Monday, July 25, 2011

As Best I Can

I don't really know whether or not I'm a good friend.  That's not a request for reassurance, I'm just showing you how my mind goes through its' process of self-doubt and angst, and comes to a conclusion.  I sometimes worry about it, but I've always had trouble understanding how others see me.  Is that  poor self-image, or simply the absence of one?  The conclusion is, I still don't know.  I'm not saying I don't try, or that I couldn't care less.  I'm saying that it's really not up to me to decide.  If you consider me a friend, it's really up to you to decide whether I perform the duties and responsibilities of a friend to your satisfaction.  Because, as I've learned over the years (and even more so recently), everyone has a different idea of what that means.
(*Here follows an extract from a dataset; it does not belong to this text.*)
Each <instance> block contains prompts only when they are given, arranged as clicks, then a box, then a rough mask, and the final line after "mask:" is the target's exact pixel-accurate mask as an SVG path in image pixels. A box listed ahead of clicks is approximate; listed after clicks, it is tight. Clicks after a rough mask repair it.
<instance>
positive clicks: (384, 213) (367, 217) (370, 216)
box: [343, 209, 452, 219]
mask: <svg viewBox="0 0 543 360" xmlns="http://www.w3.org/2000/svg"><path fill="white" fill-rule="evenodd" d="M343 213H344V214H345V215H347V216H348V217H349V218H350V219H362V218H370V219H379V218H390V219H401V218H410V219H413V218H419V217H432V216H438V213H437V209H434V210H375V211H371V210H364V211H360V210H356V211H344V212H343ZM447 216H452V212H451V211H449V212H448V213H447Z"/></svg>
I've become sort of a reference point lately for people who have, or think they might have, a drinking problem.  Obviously, this is a byproduct of my talking about my own illness here.  More than one person has called, texted, emailed, or in some other way gotten in touch with me to tell me they think they might have crossed the line from social drinker to alcoholic.  Now, I'm in no way an expert on this.  I'm still learning about and dealing with my own situation.  One thing I usually tell people is, if you think you have a problem, you're probably right.  Does that mean you need to stop?  I have no idea, because I'm not you.  I can only tell you that it wouldn't kill you to go to a meeting, and it's not like they're going to make you stand up and confess all of your sins in front of the whole community.  You can go, sit in the back, and then leave.  Easy peasy.  You can even head straight to a bar or liquor store afterward.

Thing is, I don't know if what I tell people is taken seriously, or goes in one ear and out the other.  In other words, did they want me to give them something more?  All I can do is tell you what I know, which isn't much.  I'm not here to tell you you should follow my lead, or that you should use me as an example (you most certainly should NOT do that).  If you want help, I'll do whatever I can.  If you don't, I can't, nor would I presume to try, to make you want it.  That's pretty much how it is.  Does that seem callous?  I really don't mean it to be.  I'm fiercely loyal to people I consider my friends, even sometimes people who don't deserve it.  Co-dependency has awful side effects sometimes.

At any rate, like I said, I don't know if I'm a good friend or not.  Only the people who interact with me know that.  I'm more or less happy with who I am, and hopefully I transfer or share some of that with those around me.

On other fronts, I've learned even more songs on the mandolin, I have the intro to Dirty Old Town pretty much down pat, and I finally got a second AC unit, so I can start enjoying more than just one room in my apartment again.  Gobshites have a couple of shows this weekend.  On Saturday, we're at Mick Morgan's on Route 1 South in Sharon (I believe we're playing the outside deck), and on Sunday, we're opening for Diego's Umbrella at TT the Bear's Place in Cambridge.  You WILL see me bust out the harmonica on at least one of these nights.